ARC-NeRF: Area Ray Casting for Broader Unseen View Coverage in Few-shot Object Rendering

TL;DR

ARC-NeRF tackles the challenge of few-shot novel-view synthesis by introducing Area Ray Casting, which featurizes a bundle of rays via Integrated Positional Encoding to cover a broader region of unseen views with a single augmented sample. It further introduces adaptive high-frequency regularization driven by target-pixel photo-consistency and a luminance-consistency regularization using a luminance map derived from RGB images, enabling sharper textures without manual masking schedules. Empirically, ARC-NeRF achieves state-of-the-art or competitive results on Realistic Synthetic 360°, DTU, and Shiny Blender datasets, outperforming baselines like FlipNeRF, RegNeRF, and FreeNeRF, and shows clear ablations supporting the effectiveness of Area Rays and luminance regularization.
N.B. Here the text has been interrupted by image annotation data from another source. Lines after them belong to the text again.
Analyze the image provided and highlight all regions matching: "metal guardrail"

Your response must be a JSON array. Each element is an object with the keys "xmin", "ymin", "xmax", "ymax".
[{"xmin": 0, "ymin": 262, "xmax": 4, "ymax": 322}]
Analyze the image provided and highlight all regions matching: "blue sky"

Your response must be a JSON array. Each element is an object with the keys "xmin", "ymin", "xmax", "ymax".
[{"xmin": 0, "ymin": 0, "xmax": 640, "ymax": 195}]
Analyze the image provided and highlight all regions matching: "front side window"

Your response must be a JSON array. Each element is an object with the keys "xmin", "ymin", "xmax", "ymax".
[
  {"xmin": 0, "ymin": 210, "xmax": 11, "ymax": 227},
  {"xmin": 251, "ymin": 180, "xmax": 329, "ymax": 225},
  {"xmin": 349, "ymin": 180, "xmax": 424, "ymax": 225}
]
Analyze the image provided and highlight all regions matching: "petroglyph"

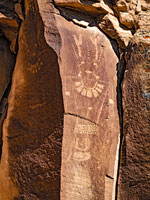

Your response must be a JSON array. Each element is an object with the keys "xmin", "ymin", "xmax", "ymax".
[
  {"xmin": 75, "ymin": 124, "xmax": 97, "ymax": 135},
  {"xmin": 73, "ymin": 137, "xmax": 91, "ymax": 161}
]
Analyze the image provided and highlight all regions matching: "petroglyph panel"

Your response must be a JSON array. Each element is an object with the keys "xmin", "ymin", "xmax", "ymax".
[{"xmin": 58, "ymin": 16, "xmax": 119, "ymax": 200}]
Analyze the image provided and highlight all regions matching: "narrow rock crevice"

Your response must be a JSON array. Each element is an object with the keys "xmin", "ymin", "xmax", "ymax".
[
  {"xmin": 115, "ymin": 51, "xmax": 126, "ymax": 200},
  {"xmin": 0, "ymin": 0, "xmax": 25, "ymax": 161}
]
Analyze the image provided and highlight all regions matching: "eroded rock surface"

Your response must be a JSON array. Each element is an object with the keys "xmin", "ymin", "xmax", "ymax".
[
  {"xmin": 0, "ymin": 0, "xmax": 150, "ymax": 200},
  {"xmin": 0, "ymin": 1, "xmax": 63, "ymax": 200},
  {"xmin": 118, "ymin": 15, "xmax": 150, "ymax": 200}
]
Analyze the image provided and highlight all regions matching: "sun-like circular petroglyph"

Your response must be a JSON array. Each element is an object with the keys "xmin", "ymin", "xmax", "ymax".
[{"xmin": 75, "ymin": 72, "xmax": 104, "ymax": 98}]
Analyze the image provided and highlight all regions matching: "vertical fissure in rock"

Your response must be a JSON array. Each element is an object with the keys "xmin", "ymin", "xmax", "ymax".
[
  {"xmin": 0, "ymin": 0, "xmax": 25, "ymax": 161},
  {"xmin": 115, "ymin": 51, "xmax": 126, "ymax": 200}
]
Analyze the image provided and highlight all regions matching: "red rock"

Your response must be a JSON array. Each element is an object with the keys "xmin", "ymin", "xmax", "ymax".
[
  {"xmin": 0, "ymin": 1, "xmax": 63, "ymax": 200},
  {"xmin": 118, "ymin": 36, "xmax": 150, "ymax": 200},
  {"xmin": 39, "ymin": 1, "xmax": 119, "ymax": 200}
]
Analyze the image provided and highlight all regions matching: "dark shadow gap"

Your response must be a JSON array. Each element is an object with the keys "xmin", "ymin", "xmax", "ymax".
[{"xmin": 115, "ymin": 51, "xmax": 126, "ymax": 200}]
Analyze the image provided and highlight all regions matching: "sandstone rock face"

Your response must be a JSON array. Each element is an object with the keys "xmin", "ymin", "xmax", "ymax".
[
  {"xmin": 38, "ymin": 1, "xmax": 119, "ymax": 200},
  {"xmin": 0, "ymin": 1, "xmax": 63, "ymax": 200},
  {"xmin": 118, "ymin": 13, "xmax": 150, "ymax": 200},
  {"xmin": 0, "ymin": 0, "xmax": 119, "ymax": 200},
  {"xmin": 0, "ymin": 0, "xmax": 150, "ymax": 200}
]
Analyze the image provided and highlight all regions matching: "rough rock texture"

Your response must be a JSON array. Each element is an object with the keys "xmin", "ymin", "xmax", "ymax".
[
  {"xmin": 0, "ymin": 0, "xmax": 150, "ymax": 200},
  {"xmin": 0, "ymin": 1, "xmax": 63, "ymax": 200},
  {"xmin": 118, "ymin": 14, "xmax": 150, "ymax": 200}
]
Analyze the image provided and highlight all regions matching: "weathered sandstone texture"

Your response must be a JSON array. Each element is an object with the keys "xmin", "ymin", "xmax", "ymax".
[
  {"xmin": 0, "ymin": 1, "xmax": 64, "ymax": 200},
  {"xmin": 0, "ymin": 0, "xmax": 150, "ymax": 200},
  {"xmin": 118, "ymin": 12, "xmax": 150, "ymax": 200}
]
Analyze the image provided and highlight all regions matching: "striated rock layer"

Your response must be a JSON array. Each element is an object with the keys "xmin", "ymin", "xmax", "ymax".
[
  {"xmin": 0, "ymin": 0, "xmax": 119, "ymax": 200},
  {"xmin": 0, "ymin": 0, "xmax": 64, "ymax": 200},
  {"xmin": 38, "ymin": 0, "xmax": 119, "ymax": 200},
  {"xmin": 118, "ymin": 27, "xmax": 150, "ymax": 200}
]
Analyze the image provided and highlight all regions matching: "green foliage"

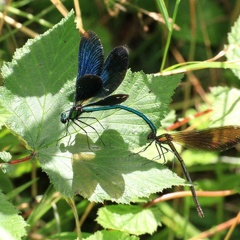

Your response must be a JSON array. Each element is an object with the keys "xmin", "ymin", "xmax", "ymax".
[
  {"xmin": 0, "ymin": 192, "xmax": 27, "ymax": 239},
  {"xmin": 97, "ymin": 205, "xmax": 161, "ymax": 235},
  {"xmin": 0, "ymin": 0, "xmax": 240, "ymax": 240}
]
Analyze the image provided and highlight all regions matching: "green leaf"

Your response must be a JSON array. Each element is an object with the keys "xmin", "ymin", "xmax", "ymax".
[
  {"xmin": 211, "ymin": 87, "xmax": 240, "ymax": 127},
  {"xmin": 0, "ymin": 13, "xmax": 79, "ymax": 195},
  {"xmin": 84, "ymin": 230, "xmax": 139, "ymax": 240},
  {"xmin": 0, "ymin": 151, "xmax": 12, "ymax": 162},
  {"xmin": 226, "ymin": 14, "xmax": 240, "ymax": 79},
  {"xmin": 97, "ymin": 205, "xmax": 161, "ymax": 235},
  {"xmin": 0, "ymin": 10, "xmax": 184, "ymax": 203},
  {"xmin": 0, "ymin": 105, "xmax": 11, "ymax": 129},
  {"xmin": 0, "ymin": 192, "xmax": 27, "ymax": 239}
]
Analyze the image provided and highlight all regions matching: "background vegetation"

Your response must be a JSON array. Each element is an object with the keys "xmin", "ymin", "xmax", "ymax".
[{"xmin": 0, "ymin": 0, "xmax": 240, "ymax": 240}]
The approach reduces reliance on heavy pre-training and demonstrates practical gains for few-shot rendering, with potential for extension to more complex or unbounded scenes in the future.

Abstract

Recent advancements in the Neural Radiance Field (NeRF) have enhanced its capabilities for novel view synthesis, yet its reliance on dense multi-view training images poses a practical challenge, often leading to artifacts and a lack of fine object details. Addressing this, we propose ARC-NeRF, an effective regularization-based approach with a novel Area Ray Casting strategy. While the previous ray augmentation methods are limited to covering only a single unseen view per extra ray, our proposed Area Ray covers a broader range of unseen views with just a single ray and enables an adaptive high-frequency regularization based on target pixel photo-consistency. Moreover, we propose luminance consistency regularization, which enhances the consistency of relative luminance between the original and Area Ray, leading to more accurate object textures. The relative luminance, as a free lunch extra data easily derived from RGB images, can be effectively utilized in few-shot scenarios where available training data is limited. Our ARC-NeRF outperforms its baseline and achieves competitive results on multiple benchmarks with sharply rendered fine details.

Figures (10)

• Figure 1: Comparison with other baselines. Our ARC-NeRF achieves superior quality of fine details and textures to other state-of-the-art methods by using our Area Rays equipped with an adaptive high-frequency regularization. The last two rows of the figure indicate the types of ray augmentation schemes and frequency regularization methods, respectively.
• Figure 2: Comparative overview of ray augmentation techniques. In contrast to other augmentation strategies ((b), (c)), where each additional ray corresponds to a single unseen view, our Area Ray (d) encompasses a wider area of unseen views, thereby boosting the augmentation's efficacy. Technically, the rays are spanned over the object surface as used in the typical NeRF's volume rendering technique, but we simplify the illustration for easy comparison between the methods. Kindly refer to \ref{['fig:hg_generation']} for a more detailed description. The blue and red rays indicate the original and augmented ray, respectively.
• Figure 3: Area Ray generation process. (a) First, to derive $\tilde{\sigma}^2_\rho$, we reparameterize the original metric distance $t$ as $\tilde{t}$. We shift $t_1$, i.e. starting point of a ray along a z-axis, to the estimated object surface $\mathbf{p}_s$, so that our proposed Area Ray is symmetrically constructed around $\mathbf{p}_s$, i.e.$\tilde{t}_{s-i} = \tilde{t}_{s+i}$ and it leads to $\boldsymbol{\tilde{\Sigma}}_{s-i} = \boldsymbol{\tilde{\Sigma}}_{s+i}$. Note that $\tilde{t}$ is used only for $\tilde{\sigma}^2_\rho$. (b) Using the trigonometric function, we compute the base radius of Area Ray $\tilde{\rho}$. As a result, our proposed Area Ray $\mathbf{\tilde{r}}$ is featurized to cover the unseen view area between the original ray and its reflection ray. The blue dotted ray denotes the reflection ray of $\mathbf{r}$.
• Figure 4: Comparison of fine details against FreeNeRF over the training phase. Compared to FreeNeRF which forcibly masks the high-frequency spectrum in the early training phase, ours adaptively regularizes the high-frequency components of additional ray samples based on the target pixel photo-consistency (i.e. the angle between the original ray and Area Ray) during the whole training process. As a result, our ARC-NeRF already achieves sharper fine details at 25K iteration than the fully trained FreeNeRF.
• Figure 5: Comparison of our ARC-NeRF against multicasting strategy on DTU 3-view. Our ARC-NeRF outperforms FlipNeRF in all scenarios by a large margin. The training time per scene is measured using the same GPU, iterations, and batch size. The size of circles is proportional to $\kappa$, i.e. the number of augmented rays per original ray.